In spite of all efforts, including modernization (partially so far), the world has failed to cut the number of under-nourished to half by 2015, and given the current trends, it is likely that the world will again miss the challenge of Zero Hunger by 2030. Hence, the ARC9 is expected to deliberate on Out-of-Box solutions to meet the target of Zero Hunger by 2030.
Irrigation’s role in delivering economically viable food security and sustainable urban green spaces in an increasingly unpredictable climate.
1. Governance – identifying and addressing structural and policy impediments to the adoption of better irrigation practices
While the best of our farmers will adopt better/best irrigation practices (systems and management) in spite of the structural and policy impediments before them, others may find these impediments daunting and will benefit from an improved structural and policy environment which facilitates the adoption of better irrigation systems, suitable infrastructure and management within an Environmental, Social, Governance context and the relevant Sustainable Development Goals.
How has your region/country met this challenge in identifying these structural and policy impediments, what actions have been taken and what are the results?

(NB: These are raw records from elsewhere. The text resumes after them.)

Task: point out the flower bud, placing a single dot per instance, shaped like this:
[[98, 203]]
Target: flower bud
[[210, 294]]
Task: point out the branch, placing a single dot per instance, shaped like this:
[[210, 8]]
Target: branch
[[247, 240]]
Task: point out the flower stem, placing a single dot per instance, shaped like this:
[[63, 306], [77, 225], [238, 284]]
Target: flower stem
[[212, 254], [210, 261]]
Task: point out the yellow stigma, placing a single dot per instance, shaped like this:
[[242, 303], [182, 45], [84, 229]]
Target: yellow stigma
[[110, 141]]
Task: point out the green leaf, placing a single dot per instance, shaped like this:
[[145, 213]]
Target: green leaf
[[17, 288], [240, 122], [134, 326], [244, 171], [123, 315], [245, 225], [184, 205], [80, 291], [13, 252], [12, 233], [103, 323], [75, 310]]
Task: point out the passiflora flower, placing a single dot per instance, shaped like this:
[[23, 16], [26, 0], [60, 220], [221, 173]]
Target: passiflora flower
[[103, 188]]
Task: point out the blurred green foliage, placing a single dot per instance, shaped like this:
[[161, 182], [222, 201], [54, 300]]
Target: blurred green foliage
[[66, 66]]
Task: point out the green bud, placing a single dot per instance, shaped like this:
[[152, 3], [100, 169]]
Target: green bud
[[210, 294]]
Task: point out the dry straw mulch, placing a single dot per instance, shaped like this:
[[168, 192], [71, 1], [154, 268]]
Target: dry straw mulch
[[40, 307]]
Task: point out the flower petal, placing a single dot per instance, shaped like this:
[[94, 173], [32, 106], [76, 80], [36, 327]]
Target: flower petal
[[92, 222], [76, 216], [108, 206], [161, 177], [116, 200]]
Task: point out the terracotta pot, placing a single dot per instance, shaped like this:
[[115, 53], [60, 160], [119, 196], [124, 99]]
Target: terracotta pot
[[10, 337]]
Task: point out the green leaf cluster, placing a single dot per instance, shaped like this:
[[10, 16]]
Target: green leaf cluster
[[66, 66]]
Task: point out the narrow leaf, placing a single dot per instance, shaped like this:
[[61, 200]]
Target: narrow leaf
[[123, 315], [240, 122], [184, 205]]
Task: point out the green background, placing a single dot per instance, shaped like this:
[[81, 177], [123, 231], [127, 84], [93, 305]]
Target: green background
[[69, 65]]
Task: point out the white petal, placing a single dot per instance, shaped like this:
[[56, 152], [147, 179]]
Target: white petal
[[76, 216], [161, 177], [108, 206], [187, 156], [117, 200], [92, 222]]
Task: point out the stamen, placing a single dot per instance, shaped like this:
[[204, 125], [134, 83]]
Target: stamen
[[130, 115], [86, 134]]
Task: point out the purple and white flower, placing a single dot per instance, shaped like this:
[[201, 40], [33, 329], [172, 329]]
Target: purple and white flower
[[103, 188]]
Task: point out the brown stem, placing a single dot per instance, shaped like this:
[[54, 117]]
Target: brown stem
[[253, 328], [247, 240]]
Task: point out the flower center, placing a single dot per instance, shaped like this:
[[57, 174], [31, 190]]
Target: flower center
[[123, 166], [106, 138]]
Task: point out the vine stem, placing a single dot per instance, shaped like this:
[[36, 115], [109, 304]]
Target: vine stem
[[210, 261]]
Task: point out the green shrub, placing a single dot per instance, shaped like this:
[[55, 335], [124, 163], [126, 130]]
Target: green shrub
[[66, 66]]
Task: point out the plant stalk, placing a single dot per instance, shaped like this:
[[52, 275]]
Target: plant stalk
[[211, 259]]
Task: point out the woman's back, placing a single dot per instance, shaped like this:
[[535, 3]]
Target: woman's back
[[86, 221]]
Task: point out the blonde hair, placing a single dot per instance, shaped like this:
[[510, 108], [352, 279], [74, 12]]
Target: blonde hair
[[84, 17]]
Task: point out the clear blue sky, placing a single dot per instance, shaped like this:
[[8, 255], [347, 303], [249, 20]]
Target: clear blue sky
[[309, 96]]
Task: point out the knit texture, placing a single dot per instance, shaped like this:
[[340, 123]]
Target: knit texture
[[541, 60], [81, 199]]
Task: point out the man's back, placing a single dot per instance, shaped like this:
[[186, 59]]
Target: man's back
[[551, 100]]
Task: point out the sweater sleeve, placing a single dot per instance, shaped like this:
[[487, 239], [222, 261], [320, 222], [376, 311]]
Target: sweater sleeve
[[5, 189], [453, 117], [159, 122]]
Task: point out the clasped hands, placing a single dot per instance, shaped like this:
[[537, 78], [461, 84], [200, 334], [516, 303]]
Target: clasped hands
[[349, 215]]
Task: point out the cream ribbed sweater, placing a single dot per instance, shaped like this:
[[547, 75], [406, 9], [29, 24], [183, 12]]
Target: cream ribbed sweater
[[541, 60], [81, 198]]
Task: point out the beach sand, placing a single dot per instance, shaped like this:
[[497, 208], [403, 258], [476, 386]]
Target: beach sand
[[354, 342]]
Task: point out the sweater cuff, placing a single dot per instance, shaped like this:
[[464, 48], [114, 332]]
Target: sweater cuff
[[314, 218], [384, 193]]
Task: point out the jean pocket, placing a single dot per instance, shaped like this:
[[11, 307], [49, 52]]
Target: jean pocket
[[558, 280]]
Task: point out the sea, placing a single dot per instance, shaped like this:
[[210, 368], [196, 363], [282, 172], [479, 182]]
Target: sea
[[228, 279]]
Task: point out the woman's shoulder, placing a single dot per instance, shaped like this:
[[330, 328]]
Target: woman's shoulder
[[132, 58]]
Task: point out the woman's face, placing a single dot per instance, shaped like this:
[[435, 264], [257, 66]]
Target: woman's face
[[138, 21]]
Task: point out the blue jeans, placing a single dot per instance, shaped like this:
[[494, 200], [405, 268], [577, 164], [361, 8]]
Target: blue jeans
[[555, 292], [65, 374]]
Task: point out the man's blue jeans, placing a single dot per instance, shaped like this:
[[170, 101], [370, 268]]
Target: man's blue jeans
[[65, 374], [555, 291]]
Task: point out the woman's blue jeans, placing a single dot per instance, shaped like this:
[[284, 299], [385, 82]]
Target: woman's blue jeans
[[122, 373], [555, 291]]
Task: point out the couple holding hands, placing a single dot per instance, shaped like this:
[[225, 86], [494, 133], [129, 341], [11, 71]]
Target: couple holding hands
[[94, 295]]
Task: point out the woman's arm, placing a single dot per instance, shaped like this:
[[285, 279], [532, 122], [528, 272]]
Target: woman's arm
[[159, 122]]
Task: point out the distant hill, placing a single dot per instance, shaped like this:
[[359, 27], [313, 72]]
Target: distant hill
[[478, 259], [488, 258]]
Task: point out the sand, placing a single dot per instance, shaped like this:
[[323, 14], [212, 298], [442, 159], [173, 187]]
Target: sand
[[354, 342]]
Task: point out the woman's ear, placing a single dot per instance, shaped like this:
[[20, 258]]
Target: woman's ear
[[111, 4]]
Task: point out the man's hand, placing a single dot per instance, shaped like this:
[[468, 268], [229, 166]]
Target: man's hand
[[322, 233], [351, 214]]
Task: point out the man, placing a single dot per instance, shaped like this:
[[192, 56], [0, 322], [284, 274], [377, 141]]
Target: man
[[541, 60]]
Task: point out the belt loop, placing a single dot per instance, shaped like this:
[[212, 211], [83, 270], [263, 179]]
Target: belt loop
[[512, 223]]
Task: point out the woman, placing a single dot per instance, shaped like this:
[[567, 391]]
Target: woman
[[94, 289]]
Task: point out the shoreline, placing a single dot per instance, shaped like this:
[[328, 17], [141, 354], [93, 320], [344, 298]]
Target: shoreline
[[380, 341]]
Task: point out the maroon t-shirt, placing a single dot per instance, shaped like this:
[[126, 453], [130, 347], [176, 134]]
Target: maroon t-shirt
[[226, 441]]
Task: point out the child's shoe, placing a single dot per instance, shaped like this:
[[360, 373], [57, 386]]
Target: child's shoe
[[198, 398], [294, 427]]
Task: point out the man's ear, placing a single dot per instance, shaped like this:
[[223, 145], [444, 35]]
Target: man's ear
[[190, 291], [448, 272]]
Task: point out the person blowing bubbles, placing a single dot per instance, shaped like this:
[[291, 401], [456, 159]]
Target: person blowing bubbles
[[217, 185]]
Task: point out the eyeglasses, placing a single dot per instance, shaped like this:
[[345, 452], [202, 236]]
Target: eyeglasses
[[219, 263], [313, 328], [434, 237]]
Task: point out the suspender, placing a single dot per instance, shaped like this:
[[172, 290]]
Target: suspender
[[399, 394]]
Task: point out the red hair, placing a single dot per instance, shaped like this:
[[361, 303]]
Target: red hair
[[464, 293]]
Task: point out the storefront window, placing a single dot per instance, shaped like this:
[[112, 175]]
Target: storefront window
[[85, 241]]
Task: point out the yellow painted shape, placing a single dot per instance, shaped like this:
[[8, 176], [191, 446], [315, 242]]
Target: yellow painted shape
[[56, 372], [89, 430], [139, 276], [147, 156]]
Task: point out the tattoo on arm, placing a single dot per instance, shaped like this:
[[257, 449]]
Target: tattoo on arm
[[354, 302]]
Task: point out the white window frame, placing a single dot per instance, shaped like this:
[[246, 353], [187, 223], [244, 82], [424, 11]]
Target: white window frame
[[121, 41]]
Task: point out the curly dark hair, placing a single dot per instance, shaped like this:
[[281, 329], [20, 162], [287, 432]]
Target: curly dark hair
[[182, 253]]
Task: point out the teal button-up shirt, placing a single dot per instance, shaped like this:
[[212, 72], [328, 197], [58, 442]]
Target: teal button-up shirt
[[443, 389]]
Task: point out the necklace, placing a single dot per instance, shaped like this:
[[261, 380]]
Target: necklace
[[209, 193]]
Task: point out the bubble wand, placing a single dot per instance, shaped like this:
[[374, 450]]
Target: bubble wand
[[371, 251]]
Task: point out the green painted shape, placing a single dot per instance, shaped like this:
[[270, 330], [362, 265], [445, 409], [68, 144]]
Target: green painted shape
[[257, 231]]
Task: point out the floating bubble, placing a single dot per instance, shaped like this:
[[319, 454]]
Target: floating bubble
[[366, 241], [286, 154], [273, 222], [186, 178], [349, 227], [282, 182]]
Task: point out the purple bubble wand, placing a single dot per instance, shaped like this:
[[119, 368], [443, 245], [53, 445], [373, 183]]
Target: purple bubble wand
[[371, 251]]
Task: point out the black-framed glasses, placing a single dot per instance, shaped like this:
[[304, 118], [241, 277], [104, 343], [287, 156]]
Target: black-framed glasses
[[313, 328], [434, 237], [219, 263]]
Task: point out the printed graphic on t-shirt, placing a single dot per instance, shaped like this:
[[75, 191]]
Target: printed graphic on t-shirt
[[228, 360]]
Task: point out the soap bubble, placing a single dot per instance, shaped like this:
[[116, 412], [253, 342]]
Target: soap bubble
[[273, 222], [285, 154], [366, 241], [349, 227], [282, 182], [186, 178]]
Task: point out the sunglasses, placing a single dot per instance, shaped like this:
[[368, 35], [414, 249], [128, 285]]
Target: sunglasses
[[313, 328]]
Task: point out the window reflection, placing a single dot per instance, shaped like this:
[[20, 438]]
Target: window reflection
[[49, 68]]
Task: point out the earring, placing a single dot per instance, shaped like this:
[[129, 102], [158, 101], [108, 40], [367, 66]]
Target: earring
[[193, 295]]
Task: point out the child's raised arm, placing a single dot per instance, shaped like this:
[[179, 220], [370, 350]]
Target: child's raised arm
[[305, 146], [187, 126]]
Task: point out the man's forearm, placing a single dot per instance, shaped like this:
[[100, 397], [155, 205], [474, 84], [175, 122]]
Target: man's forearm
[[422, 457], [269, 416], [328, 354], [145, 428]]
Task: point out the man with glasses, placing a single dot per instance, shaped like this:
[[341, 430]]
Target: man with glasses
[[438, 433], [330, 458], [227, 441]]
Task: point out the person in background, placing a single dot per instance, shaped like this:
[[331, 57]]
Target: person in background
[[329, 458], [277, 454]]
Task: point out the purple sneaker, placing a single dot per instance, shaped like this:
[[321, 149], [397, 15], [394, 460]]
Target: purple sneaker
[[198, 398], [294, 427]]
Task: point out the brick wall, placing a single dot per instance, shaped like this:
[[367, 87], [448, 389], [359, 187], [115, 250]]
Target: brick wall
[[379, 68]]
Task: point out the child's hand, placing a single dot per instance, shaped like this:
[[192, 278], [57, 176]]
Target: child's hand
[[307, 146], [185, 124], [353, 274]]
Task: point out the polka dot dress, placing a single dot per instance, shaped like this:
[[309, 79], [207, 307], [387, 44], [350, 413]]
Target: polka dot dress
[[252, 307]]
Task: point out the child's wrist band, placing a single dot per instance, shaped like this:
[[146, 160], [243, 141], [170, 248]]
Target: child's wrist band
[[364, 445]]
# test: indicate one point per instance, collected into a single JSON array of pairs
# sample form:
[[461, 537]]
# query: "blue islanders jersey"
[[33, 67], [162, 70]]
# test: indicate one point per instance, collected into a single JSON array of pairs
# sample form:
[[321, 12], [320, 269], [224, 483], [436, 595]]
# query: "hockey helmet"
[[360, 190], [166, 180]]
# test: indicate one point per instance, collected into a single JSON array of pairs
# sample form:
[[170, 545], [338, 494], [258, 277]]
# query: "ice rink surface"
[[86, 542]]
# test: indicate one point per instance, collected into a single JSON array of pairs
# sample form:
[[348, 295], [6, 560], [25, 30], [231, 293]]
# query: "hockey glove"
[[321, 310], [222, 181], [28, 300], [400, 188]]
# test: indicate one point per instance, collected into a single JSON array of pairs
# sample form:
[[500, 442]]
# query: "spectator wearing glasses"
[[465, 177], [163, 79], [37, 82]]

If you are a practitioner operating in an urban/ open space environment, how have you tackled policy challenges to try to support more modern and sustainable irrigation practices?
In particular, what are the challenges and opportunities still in front of you? This conference is a joint learning activity and delegates will get as much out of the experiences gained from failures as success stories.
2. Investment – fit-for-purpose and cost-effective technologies which support end users to implement sustainable irrigation practices (Environmental, Social, Governance)
The terms ‘fit-for-purpose’ and ‘cost effective’ will imply different things in different parts of the Asian Pacific Region. Moving farmers up from subsistence farming does not require them to begin to use the best irrigation systems available – be it centre pivot/lateral move irrigators or micro-irrigation systems or remote sensed crop water demand – but may imply use of these technologies elsewhere. Whatever the irrigation system in use, they can often benefit from improved management.
What fit-for-purpose and cost-effective technologies (systems and management) are applicable to your region/country?
What have been the results (positive or negative) of this investment?
What has facilitated this investment?
How has this investment in technology demonstrated capacity to adapt to climate change – for example a future with more episodic rainfall and uncertainty, meaning a potential need for alternative sources including recycled water and desalination.
If you are a practitioner operating in an urban/ open space environment, how has your choice of technologies and systems supported continued irrigation practices in a likely drying environment?
3. Capacity development – ensuring that end users can access and adapt knowledge and systems to support sustainable irrigation practices.
In the broader sense, capacity development is more than just turning information into knowledge which is then used in sustainable irrigated food production. It is also about being able to access improved irrigation systems and management techniques. The target audiences need to be all groups involved in the irrigated agriculture sector including intermediaries (services industries and retailers), policy developer and implementors and end users.
How has your region/country used Water User Associations or other social or technology groupings to build capacity of farmers?
What other methodologies have been successful or not successful and why? What tools and techniques have you used to lead to success?
Again, delegates will want to learn from real case studies including where capacity development has successfully been linked with best practice governance. What organisational structures – self-managed districts, co-operatives, government-owned systems have best supported sustainable practices?
For urban/ open space – how do you ensure the most efficient operation and maintenance of systems and continuous development for operators?